はじめに
「インボイスの2割特例、もうすぐ終わるらしい」——そんな話を聞いて、不安になっているフリーランスや個人事業主の方は多いのではないでしょうか。ただ、終了に備えて「簡易課税に切り替えよう」「法人化しよう」といったネットの情報に、あわてて飛びつく必要はありません。個人には終了後も2年間の「3割特例」が用意されていて、しかもどれが有利かは業種によって変わります。今回は、2027年以降に「やるべきこと」と「慌てなくていいこと」を、業種別に整理します。
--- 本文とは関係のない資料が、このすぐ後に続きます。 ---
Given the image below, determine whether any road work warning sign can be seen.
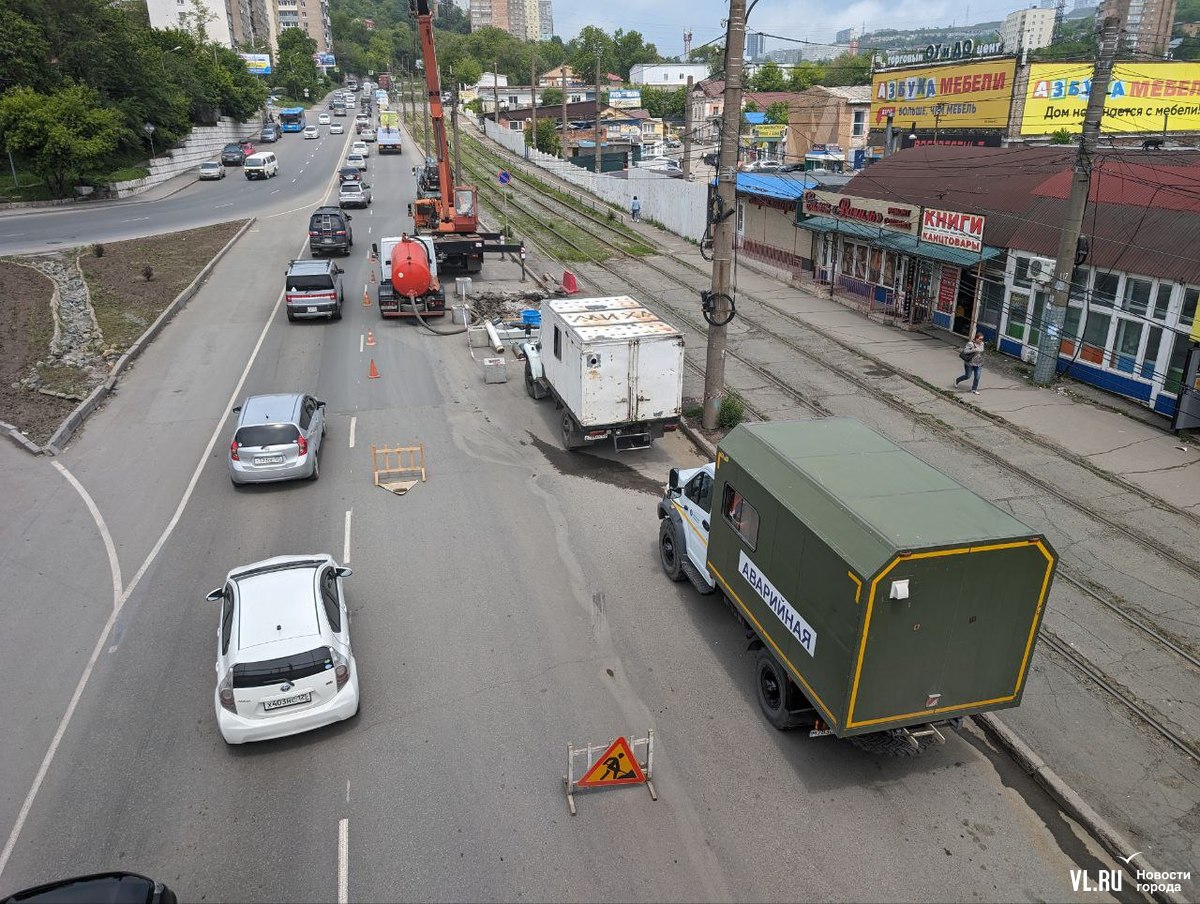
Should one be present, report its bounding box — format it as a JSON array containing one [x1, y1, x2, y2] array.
[[575, 737, 646, 788]]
2割特例は2026年分で終了。でも個人には「3割特例」の2年がある
2割特例は、インボイス登録を機に免税事業者から課税事業者になった人が、売上で預かった消費税のうち2割だけを納めればよい、という負担軽減策です。これが令和8年(2026年)9月30日を含む課税期間で終了します。個人事業主の多くは1月〜12月の暦年課税なので、実質的には2026年分の確定申告(2027年春)が最後となります。
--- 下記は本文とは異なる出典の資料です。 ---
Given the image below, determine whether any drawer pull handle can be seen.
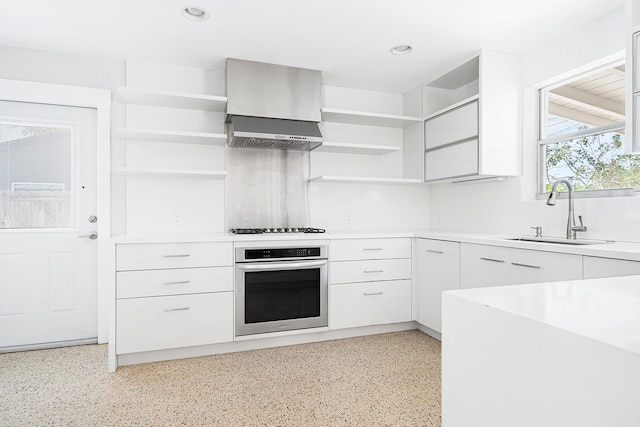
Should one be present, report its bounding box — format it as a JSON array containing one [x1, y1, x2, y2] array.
[[480, 257, 504, 262], [162, 307, 191, 313], [511, 262, 541, 268], [164, 280, 191, 285]]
ただし、令和8年度の税制改正により、個人事業者の令和9年(2027年)・令和10年(2028年)分の申告に「3割特例」が設けられることになりました。売上で預かった消費税の3割を納めればよい制度です。対象は2割特例と同じで、インボイス登録を機に課税事業者になった、基準期間(2年前)の課税売上高が1,000万円以下の人。もともと売上が1,000万円を超える事業者は対象外です。
事前の届出は不要ですが、確定申告書にこの特例を使う旨を付記する必要があります。手軽さは2割特例と同じです。詳しくは後述しますが、3割特例は法人には適用されません。
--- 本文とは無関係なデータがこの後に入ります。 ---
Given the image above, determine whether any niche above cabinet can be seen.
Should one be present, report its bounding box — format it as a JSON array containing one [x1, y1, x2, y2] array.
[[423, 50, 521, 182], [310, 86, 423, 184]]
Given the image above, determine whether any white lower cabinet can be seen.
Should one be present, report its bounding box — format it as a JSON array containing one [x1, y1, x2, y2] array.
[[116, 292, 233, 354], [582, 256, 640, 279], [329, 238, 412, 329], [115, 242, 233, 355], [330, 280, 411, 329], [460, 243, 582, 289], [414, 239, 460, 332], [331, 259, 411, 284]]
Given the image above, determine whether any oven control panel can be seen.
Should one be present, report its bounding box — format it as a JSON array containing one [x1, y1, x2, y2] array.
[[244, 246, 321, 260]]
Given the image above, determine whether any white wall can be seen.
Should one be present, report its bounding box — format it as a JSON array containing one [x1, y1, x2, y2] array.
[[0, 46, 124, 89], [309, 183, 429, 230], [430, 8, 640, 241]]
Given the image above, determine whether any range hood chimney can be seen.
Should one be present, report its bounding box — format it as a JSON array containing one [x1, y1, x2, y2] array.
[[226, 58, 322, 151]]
数字のインパクトも押さえておきましょう。2割から3割は「1割の差」に見えますが、納税額で見ると約1.5倍です。たとえば預かった消費税が100万円なら、納税は20万円から30万円へ。“たった10%”ではなく“1.5倍”と捉えるほうが、資金繰りの実態に近いです。
業種別に有利・不利が。3割特例でいくか、簡易課税に切り替えるか
2割特例を使えていたみなさんの2027年以降の悩みどころは、3割特例(30%)でいくか、簡易課税に切り替えるかの二択ではないでしょうか。
結論からいうと、どちらが得かは業種で決まります。簡易課税のみなし仕入率が70%を超える業種では簡易課税が有利で、70%未満なら3割特例が有利です。
本則課税(売上で預かった消費税から、仕入や経費で実際に支払った消費税を差し引いて納める方法)もありますが、帳簿づけが本格的で事務負担が重く、大きな設備投資をする年くらいしか出番がありません。そのため、通常は3割特例か簡易課税かを比較することになります。
そもそも簡易課税では、業種ごとに「みなし仕入率」が決められています。納付する消費税は、売上にかかる消費税からこの率を差し引いて計算します。たとえば卸売業はみなし仕入率が90%なので、預かった消費税の10%を納める計算です。
代表的な業種で比べると以下のとおりです。
卸売(みなし仕入率90%/消費税10%)・小売(みなし仕入率80%/消費税20%)
→簡易課税のほうが有利。切り替えを検討する価値あり
製造・建設(みなし仕入率70%/消費税30%)
→ほぼ同じ。手間のかからない3割特例が優位か
飲食・サービス・不動産(みなし仕入率40~60%/消費税40〜60%)
→3割特例のほうが有利。簡易課税に切り替える必要は薄い
ライターやデザイナー、コンサルタントなど、フリーランスに多いサービス業は最後のグループに入ります。したがって、こうした業種の方は、あわてて簡易課税に切り替える必要は薄いといえます。
ただし、複数の事業を営む場合は、単純な比較ではなく、実際の経費の中身や事業の組み合わせを踏まえた検討が必要です。
なお、簡易課税には一度選ぶと2年縛りがあります。切り替えるかどうかは、業種別の有利不利を慎重に確認してから決めるのが安心です。